Tye Gundel, a co-founder of Just Housing, has been working with Loyer and United Churches to distribute the microhouses at Nickerson. She’s glad to see the city’s investment, but as with the port-a-potties, is conscious that they only scratch the surface of providing much-needed services.
“There is a part of us that always is like this reality check — you know, is this really a milestone worth celebrating,” Gundel said. “It doesn’t mean that these things aren’t great. Microhouses make a difference in people’s lives. But it does say a lot about where we are when we have to fight so hard just to get these very basic rights for people.”
Anatomy of a Microhouse
So far Loyer and United Churches volunteers have built eight microhouses for residents at the Nickerson settlement.
The microhouses are built with plywood and lag screws, six prefabricated panels that can be taken apart and put back together again on site in a matter of hours with some basic power tools.

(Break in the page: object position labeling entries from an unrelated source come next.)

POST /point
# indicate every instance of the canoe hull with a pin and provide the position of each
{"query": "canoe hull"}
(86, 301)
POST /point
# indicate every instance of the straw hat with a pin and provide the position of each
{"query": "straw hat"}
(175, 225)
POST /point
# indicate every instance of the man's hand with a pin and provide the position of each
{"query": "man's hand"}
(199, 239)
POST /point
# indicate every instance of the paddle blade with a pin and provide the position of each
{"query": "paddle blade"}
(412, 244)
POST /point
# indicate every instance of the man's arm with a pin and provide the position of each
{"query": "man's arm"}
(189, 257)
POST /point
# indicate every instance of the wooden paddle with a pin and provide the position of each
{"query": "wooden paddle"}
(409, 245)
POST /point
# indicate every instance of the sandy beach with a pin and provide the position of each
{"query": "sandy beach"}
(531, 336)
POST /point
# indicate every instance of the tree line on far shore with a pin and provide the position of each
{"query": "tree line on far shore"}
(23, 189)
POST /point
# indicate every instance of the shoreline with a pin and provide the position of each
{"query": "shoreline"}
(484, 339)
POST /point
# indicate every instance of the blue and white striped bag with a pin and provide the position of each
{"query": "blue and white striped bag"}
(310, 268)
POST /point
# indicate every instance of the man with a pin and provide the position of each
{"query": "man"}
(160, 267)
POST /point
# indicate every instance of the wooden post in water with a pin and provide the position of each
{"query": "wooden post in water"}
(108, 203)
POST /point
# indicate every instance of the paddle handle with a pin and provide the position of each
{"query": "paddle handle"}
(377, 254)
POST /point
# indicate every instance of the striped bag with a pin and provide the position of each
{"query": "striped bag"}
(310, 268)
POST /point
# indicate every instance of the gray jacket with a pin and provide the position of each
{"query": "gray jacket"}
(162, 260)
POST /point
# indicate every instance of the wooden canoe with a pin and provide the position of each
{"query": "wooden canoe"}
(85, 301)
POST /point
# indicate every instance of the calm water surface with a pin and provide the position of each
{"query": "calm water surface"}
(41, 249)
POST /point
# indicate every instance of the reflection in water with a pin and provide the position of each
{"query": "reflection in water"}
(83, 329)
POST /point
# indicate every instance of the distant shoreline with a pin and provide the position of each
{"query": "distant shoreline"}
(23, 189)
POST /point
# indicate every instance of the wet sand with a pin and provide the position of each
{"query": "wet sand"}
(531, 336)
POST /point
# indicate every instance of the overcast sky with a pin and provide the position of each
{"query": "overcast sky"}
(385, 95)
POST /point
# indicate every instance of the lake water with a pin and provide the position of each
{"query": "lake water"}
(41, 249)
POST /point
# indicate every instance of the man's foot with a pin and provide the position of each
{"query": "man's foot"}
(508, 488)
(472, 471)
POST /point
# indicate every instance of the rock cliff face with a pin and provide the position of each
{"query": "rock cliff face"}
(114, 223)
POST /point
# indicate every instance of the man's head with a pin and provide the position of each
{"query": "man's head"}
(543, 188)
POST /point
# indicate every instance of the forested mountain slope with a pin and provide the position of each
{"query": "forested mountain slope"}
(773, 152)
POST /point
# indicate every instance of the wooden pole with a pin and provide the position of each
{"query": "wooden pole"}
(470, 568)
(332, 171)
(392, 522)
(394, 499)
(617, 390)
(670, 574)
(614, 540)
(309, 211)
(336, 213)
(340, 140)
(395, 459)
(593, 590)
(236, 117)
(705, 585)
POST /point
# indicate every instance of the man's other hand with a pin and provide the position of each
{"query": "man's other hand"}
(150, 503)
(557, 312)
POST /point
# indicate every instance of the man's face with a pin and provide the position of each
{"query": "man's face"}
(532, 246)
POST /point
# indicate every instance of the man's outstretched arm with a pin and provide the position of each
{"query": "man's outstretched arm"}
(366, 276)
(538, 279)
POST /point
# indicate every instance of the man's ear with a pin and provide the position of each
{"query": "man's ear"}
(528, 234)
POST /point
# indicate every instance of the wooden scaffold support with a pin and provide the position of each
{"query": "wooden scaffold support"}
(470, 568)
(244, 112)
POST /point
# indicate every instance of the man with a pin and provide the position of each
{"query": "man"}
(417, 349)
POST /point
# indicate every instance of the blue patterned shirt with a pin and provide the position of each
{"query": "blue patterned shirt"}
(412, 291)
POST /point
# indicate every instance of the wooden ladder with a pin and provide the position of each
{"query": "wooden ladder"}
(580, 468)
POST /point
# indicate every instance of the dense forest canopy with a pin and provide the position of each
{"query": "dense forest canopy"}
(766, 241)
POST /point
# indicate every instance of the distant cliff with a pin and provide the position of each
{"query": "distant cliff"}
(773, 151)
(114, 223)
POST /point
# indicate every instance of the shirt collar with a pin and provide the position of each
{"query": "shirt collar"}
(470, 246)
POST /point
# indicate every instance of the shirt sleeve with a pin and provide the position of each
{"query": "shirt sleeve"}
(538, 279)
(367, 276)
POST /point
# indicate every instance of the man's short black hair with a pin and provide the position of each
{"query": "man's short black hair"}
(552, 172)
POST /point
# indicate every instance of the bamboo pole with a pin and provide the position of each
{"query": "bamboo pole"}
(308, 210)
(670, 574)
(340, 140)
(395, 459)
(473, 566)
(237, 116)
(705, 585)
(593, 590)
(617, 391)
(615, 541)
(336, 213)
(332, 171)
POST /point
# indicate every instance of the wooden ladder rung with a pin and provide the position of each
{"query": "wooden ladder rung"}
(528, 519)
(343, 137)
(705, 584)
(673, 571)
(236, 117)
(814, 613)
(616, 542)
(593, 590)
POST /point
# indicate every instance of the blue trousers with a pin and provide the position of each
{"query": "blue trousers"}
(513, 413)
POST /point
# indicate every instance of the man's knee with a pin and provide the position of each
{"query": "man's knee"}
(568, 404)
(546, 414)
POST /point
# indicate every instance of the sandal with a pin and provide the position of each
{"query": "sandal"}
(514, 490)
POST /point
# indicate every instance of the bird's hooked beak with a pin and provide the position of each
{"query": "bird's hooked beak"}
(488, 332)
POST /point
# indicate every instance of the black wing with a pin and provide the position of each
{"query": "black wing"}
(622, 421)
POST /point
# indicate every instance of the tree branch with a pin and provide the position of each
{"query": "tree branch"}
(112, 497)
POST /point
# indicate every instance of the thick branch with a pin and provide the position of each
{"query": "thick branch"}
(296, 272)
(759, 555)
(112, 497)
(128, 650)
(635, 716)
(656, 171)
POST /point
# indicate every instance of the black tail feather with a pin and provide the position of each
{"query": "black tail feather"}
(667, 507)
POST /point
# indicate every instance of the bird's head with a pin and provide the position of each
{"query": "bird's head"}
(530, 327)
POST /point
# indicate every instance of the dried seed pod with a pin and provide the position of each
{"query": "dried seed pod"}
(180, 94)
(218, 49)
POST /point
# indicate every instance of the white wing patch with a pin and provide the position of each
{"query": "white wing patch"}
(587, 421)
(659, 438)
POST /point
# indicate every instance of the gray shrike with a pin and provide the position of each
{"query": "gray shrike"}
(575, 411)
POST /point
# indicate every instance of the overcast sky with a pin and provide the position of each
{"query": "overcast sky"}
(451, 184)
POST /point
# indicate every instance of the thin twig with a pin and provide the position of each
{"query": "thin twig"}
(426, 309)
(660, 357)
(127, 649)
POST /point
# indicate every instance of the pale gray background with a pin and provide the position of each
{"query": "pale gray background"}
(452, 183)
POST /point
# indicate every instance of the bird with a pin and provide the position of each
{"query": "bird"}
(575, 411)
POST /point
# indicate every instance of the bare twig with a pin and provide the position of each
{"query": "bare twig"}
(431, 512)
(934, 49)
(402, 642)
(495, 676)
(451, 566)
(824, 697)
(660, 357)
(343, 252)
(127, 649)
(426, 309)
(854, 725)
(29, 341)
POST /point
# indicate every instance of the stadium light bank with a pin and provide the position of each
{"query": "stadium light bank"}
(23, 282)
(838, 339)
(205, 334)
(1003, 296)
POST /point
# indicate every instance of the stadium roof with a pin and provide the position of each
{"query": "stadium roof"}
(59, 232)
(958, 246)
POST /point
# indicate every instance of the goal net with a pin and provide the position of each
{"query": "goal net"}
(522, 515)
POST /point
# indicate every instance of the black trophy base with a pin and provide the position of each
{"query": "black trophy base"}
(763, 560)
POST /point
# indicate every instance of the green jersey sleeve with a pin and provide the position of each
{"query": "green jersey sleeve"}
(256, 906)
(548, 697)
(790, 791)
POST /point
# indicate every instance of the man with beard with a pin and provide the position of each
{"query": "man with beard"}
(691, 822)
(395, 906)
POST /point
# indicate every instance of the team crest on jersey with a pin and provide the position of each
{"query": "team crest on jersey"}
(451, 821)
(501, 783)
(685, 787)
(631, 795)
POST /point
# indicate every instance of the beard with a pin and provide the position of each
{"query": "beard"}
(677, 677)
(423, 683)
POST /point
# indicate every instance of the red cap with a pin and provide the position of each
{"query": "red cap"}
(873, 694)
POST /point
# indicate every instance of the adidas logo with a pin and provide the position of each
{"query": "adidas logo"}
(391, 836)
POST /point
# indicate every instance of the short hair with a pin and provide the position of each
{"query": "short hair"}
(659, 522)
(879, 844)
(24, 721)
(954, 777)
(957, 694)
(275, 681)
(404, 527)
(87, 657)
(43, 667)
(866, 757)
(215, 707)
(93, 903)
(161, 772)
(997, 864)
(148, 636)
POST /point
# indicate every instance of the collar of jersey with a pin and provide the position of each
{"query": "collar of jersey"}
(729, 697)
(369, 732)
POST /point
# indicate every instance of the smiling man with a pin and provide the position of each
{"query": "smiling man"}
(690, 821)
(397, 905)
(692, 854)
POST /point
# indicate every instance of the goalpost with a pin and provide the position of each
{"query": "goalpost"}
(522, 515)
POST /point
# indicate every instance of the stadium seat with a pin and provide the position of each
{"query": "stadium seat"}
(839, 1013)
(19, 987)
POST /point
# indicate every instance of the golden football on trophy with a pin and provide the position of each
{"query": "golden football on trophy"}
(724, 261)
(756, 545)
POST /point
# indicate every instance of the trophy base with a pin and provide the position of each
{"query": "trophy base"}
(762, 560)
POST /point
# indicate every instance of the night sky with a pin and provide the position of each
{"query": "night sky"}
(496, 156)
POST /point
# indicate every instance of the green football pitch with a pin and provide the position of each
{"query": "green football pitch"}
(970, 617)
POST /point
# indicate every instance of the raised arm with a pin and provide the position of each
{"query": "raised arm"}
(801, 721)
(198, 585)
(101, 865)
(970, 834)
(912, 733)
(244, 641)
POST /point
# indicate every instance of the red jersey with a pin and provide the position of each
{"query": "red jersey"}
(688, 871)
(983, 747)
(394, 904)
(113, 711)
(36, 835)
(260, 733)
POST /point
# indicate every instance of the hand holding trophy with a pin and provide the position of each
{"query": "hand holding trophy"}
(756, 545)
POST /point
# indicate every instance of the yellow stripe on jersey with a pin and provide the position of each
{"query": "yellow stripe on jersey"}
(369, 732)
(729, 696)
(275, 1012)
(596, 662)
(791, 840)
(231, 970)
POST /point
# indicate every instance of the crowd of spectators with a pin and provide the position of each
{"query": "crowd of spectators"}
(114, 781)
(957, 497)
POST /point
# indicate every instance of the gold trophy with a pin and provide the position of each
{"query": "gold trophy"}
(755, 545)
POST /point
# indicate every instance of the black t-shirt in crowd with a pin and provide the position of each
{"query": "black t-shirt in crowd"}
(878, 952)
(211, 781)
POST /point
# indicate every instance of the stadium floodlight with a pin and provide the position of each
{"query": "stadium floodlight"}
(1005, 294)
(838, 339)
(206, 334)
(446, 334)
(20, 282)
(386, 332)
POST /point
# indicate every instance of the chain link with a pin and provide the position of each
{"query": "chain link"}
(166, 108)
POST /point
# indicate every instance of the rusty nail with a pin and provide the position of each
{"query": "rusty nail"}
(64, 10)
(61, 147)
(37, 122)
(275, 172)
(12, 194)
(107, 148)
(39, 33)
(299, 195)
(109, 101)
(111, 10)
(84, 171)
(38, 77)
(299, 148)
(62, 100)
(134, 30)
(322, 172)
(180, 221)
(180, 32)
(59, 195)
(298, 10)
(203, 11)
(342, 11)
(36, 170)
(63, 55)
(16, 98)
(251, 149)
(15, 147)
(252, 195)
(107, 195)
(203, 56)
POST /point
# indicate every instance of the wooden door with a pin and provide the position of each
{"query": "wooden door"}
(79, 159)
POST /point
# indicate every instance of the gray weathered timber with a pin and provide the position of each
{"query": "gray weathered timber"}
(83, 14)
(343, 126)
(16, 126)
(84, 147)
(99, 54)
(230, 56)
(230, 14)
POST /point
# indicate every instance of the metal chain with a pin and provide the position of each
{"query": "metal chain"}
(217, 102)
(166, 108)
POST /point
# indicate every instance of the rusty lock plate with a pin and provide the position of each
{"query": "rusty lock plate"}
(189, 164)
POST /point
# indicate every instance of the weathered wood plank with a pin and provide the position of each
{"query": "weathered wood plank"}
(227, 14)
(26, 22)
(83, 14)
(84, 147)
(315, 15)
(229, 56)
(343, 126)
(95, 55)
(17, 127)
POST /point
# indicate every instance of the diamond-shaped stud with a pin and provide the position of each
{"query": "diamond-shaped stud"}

Loyer was able to produce each one for about $500 – putting it in the price range of some of the roomier tents on sale at REI. The cost of building materials fluctuates significantly, so Loyer estimates at current prices they’d cost closer to $700 each.
Assistant City Manager Keith Stahley estimates it will cost $160,000 to produce at least 50 microhouses.
The city has secured $60,000 in funding from the county, as well as a $50,000 donation from Providence Health System Washington. The Port of Olympia has agreed to provide warehouse space for construction, and Hardel, a Chehalis-based plywood company, has offered 200 sheets of free plywood and another 460 at cost.
According to Stahley, the YouthBuild program will produce eight units, and the rest will likely be built by volunteers. He added that he’s hoping the city can also pay mitigation site residents to build some of the microhouses, too.